Dan Thomson, DVM, PhD, director of the Beef Cattle Institute at Kansas State University, says the difference between this year’s symposium and the first one in 2008 is maturity and acceptance. “In 2008 we talked about who was out to get us and groups outside of us, and who was going to make us do what. In 2010, we talked about issues. We talk about confidence in an industry. We know we do a dang good job of raising cattle and we do everything at a very high level. But we want to get better every day. We have more openness, more transparency. We are focusing on the future and outcome- based measures for change.
“Social responsibility is not just animal well-being, food safety and food security,” Thomson continues. “All of them are pillars of social responsibility. Nobody cares more about cattle than the people In the beef industry. That’s where the rubber meets the road, with the people who are doing it every day. We have a lot of people and cattle counting on us.”

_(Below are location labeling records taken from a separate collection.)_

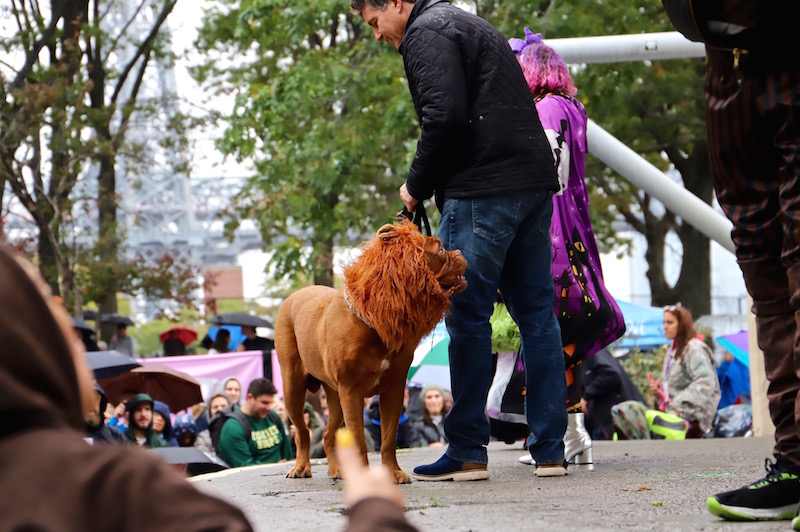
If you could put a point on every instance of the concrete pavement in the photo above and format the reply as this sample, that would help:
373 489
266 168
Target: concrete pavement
633 485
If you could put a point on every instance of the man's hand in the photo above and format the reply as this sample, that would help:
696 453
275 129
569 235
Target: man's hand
408 200
360 481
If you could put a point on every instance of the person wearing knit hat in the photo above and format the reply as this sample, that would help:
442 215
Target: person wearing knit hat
140 422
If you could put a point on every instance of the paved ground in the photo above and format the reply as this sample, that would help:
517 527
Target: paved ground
652 485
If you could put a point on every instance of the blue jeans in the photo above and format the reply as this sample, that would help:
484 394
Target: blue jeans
506 242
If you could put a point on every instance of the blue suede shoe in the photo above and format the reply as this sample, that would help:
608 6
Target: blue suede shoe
445 468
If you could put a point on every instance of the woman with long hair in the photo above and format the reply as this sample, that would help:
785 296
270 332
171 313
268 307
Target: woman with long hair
690 388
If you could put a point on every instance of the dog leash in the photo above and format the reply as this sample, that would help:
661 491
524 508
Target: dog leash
419 218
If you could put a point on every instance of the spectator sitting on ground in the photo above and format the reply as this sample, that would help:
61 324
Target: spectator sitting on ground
101 487
605 384
267 443
218 402
431 426
185 430
233 388
140 423
407 432
162 422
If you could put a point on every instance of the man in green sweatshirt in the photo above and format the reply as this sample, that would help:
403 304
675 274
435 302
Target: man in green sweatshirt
267 443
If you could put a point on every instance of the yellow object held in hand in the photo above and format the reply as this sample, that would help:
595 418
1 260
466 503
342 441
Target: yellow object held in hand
344 438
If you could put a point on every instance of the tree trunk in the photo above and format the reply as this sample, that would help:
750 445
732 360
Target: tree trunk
48 254
323 267
107 235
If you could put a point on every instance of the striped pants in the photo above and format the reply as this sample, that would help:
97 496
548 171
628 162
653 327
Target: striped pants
754 145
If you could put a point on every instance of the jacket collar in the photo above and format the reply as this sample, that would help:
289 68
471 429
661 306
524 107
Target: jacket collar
419 7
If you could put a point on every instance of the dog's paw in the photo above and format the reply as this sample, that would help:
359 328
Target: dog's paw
400 477
300 471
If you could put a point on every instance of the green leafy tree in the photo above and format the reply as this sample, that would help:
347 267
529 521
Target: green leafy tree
323 114
71 90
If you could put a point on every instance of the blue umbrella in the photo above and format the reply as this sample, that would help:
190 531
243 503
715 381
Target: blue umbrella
737 345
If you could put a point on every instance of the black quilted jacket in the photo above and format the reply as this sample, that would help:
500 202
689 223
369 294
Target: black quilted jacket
481 134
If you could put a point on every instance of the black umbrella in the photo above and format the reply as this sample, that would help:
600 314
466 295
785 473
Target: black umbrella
115 319
107 364
197 462
240 318
79 323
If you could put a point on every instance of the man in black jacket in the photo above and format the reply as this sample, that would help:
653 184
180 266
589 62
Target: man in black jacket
483 152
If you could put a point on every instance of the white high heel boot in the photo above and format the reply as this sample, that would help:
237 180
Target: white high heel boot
577 443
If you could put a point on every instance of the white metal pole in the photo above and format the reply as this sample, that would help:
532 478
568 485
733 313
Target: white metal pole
618 48
647 177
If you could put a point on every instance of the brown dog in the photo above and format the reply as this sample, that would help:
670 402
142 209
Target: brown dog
359 341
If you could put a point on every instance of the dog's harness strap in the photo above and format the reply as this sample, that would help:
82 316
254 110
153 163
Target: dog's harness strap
419 218
353 309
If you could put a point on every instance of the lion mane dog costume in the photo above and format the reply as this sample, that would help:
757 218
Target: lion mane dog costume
359 341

Thomson will serve as a co-chair of NAFAWC-Beef, and says the Commission is an independent voice to advance evidence-based and practical improvements in the care and well-being of North American beef cattle. “We want to be ethically grounded, unbiased, outcomes based and practical,” Thomson says.
NAFAWC-Beef concerns include:
- Environmental conditions for animals
- Painful procedures
- Weaning/preconditioning/bovine respiratory disease
- Transportation
- Cattle handling
- Disposal of chronically ill animals
- Euthanasia techniques and timing
- Dystocia in feeder heifers
The NAFAWC-Beef members believe issues where there is considerable research and can be resolved with producer outreach include cattle handling, transportation, preconditioning/weaning; timing to market of culled animals; and pain control.